A lightning bolt hitting a tree is pretty common during a thunderstorm. So what happens to it during and after it is struck?
There are many factors to consider, as we don't know with any certainty whether that strike is its first or its just a new entry in a line of multiple thumps. Criteria such as species, moisture content, relative health of the tree at the time and the intensity of the strike have to be considered, according to Rosie Lerner from Purdue University.
As you may be aware, tall objects are a more suitable conduit for lightning, but trees are certainly a frequent target. According to Lerner, moist tissues -- vessels for water and carbohydrates just inside the tree bark -- are more favourable conductors of electricity than drier wood in the centre of the tree.
So you may be wondering what occurs to the tree during the actual lightning hit.
According to All Season Tree Service in Edmonton, Alta., lightning doesn’t actually slice through a tree, as you might think it would. Instead, the strike produces an explosion within the tree. The lightning passes down the moist tissues and the extreme temperature prompts water inside the tree to turn into gas.

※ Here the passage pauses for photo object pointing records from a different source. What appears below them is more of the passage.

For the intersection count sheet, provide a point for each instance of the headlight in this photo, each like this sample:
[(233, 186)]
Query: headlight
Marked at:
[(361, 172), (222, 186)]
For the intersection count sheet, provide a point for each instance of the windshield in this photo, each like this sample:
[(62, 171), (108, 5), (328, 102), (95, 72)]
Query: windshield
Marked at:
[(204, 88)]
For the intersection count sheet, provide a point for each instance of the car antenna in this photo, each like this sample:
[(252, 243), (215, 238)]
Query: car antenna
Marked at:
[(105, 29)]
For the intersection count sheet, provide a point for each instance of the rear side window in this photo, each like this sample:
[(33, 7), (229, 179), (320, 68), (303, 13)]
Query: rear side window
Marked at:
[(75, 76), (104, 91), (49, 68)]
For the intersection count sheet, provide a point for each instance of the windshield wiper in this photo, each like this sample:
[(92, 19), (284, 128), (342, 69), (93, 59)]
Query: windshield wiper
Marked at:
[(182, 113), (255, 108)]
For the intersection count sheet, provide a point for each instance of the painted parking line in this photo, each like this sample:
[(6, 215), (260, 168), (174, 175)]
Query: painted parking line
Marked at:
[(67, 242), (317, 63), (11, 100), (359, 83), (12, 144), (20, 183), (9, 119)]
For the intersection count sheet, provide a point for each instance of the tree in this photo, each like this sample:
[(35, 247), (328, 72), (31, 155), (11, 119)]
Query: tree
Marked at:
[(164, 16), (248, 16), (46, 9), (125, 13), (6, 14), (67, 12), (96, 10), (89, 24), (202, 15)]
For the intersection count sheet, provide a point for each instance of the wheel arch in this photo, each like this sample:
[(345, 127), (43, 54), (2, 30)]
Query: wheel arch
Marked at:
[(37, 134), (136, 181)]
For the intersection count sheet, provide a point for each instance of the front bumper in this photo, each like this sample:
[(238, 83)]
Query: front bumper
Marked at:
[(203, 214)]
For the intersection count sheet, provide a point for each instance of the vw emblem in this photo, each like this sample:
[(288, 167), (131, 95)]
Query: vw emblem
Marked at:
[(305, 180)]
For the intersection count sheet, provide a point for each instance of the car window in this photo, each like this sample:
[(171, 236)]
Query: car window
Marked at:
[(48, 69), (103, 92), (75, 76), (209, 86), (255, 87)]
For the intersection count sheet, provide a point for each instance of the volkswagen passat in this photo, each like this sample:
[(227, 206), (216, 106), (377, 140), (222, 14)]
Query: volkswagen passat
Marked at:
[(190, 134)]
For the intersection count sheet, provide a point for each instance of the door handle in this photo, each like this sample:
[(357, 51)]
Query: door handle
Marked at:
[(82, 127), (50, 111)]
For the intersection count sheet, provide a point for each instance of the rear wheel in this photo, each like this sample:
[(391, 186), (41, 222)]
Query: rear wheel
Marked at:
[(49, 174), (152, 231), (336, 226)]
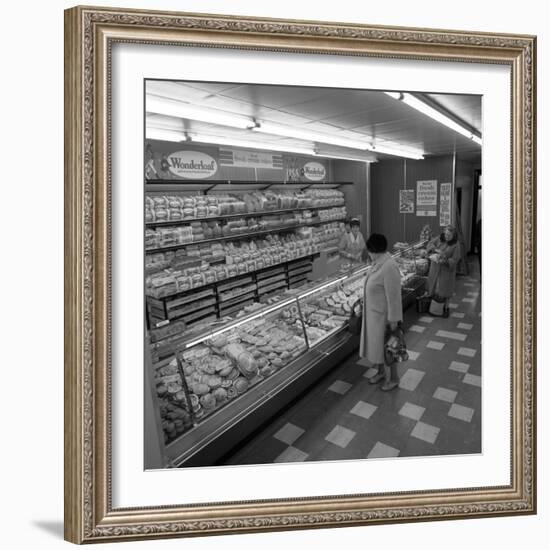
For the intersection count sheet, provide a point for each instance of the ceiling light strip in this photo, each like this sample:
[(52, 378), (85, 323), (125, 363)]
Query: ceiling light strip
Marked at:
[(434, 114)]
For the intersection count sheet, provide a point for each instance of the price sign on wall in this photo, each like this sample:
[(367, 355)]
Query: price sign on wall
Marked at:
[(445, 204), (426, 198), (406, 201)]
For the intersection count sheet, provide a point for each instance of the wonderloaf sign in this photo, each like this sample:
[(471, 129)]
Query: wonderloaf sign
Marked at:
[(192, 164)]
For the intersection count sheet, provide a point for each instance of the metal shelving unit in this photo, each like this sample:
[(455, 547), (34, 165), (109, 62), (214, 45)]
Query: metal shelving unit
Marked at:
[(239, 236), (168, 223)]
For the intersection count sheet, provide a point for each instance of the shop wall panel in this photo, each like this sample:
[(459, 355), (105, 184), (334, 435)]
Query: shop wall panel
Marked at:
[(356, 194), (387, 178)]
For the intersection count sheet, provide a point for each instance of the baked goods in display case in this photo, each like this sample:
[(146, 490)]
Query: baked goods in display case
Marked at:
[(224, 365), (173, 272), (175, 207), (215, 365), (328, 310)]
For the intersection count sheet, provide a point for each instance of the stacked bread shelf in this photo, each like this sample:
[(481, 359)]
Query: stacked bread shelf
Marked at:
[(196, 303)]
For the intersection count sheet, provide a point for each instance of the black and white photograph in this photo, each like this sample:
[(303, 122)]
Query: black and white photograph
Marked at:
[(312, 274)]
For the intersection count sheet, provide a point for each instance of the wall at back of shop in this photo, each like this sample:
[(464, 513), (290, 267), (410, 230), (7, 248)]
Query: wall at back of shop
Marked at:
[(388, 177), (356, 195)]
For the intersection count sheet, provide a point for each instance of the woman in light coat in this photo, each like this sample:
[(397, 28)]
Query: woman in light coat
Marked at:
[(352, 244), (382, 306), (444, 255)]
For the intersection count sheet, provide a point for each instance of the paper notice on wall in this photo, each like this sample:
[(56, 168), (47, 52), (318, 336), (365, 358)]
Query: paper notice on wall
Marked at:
[(445, 204), (406, 201), (426, 198)]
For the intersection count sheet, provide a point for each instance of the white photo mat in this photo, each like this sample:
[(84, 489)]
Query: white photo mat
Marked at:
[(134, 487)]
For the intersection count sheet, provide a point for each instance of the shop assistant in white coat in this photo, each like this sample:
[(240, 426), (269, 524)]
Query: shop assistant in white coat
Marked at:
[(352, 244), (382, 306)]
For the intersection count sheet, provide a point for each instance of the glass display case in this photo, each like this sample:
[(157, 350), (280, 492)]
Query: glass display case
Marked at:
[(234, 364)]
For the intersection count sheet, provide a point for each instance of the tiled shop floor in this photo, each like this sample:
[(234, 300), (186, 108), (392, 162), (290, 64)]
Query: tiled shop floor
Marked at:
[(435, 411)]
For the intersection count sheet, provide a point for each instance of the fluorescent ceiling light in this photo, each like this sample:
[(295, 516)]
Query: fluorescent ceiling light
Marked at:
[(415, 155), (164, 134), (174, 108), (436, 115), (342, 156), (476, 139), (395, 95), (250, 144), (296, 133), (365, 145)]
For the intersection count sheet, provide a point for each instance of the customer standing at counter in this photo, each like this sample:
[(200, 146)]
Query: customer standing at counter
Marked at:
[(382, 306), (352, 244), (444, 257)]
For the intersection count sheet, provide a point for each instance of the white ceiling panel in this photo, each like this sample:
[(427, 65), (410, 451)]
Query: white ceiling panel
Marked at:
[(354, 114)]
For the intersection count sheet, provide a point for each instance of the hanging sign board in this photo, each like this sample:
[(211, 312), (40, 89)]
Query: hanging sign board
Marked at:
[(406, 201), (314, 171), (426, 198), (250, 159), (445, 204), (191, 164)]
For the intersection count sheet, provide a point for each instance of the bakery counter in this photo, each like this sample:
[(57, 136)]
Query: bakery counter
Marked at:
[(208, 442), (223, 382)]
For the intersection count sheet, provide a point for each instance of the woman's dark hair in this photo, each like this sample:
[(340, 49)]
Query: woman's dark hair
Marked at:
[(377, 243), (454, 240)]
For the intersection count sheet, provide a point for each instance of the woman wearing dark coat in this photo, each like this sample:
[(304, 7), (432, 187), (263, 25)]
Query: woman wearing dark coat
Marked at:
[(382, 306), (444, 253)]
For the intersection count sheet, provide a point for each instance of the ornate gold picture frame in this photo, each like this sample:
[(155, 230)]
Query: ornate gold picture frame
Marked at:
[(90, 34)]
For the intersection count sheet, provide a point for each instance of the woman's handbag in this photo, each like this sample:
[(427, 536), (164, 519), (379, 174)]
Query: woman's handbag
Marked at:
[(395, 348), (437, 307), (356, 318), (423, 304)]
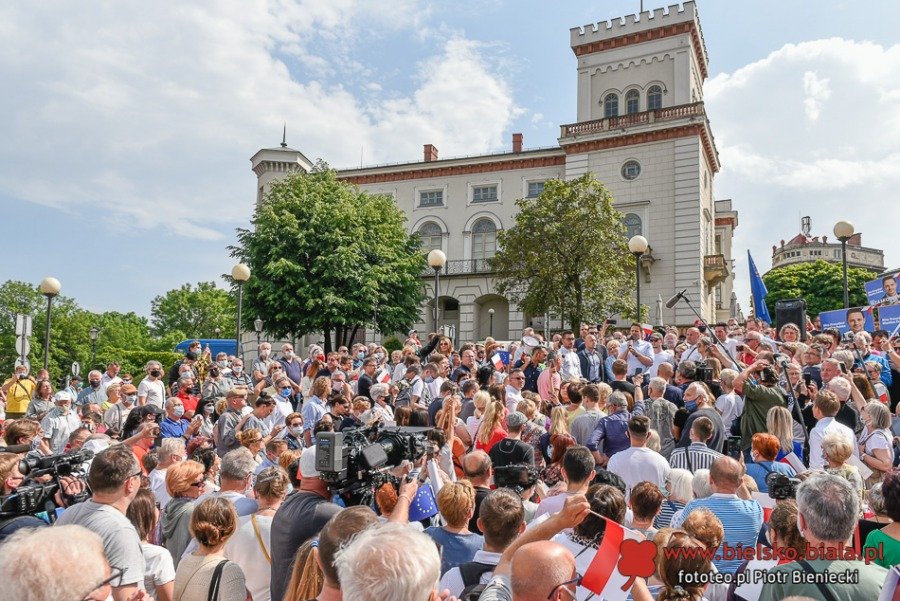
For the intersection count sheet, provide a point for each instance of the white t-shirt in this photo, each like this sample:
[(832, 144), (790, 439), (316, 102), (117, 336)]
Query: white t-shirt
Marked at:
[(244, 549), (154, 391), (637, 464), (158, 567)]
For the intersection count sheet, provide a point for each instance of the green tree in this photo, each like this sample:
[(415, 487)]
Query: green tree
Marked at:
[(820, 284), (567, 253), (194, 312), (327, 257)]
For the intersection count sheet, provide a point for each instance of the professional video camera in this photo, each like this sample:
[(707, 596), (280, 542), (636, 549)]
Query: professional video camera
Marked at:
[(33, 497), (516, 477), (781, 486), (355, 463)]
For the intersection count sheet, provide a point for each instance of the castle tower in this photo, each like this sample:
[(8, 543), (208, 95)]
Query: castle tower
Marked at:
[(643, 130)]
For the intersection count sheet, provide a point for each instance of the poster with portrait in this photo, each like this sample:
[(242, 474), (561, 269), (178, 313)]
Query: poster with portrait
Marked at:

Adding to that, the electrical current from the bolt creates intense heating, often leading to the bark "virtually exploding" off in sizable strips, Lerner said. Some trees may explode from their centres while others may have a slender, but long, split in the trunk.
"If the surface of the bark is soaked with rain, the current may travel outside the trunk, resulting in less damage," said Lerner.
The resulting explosion usually breaks off a decent-sized section of bark, and in some cases, causes the tree to splinter.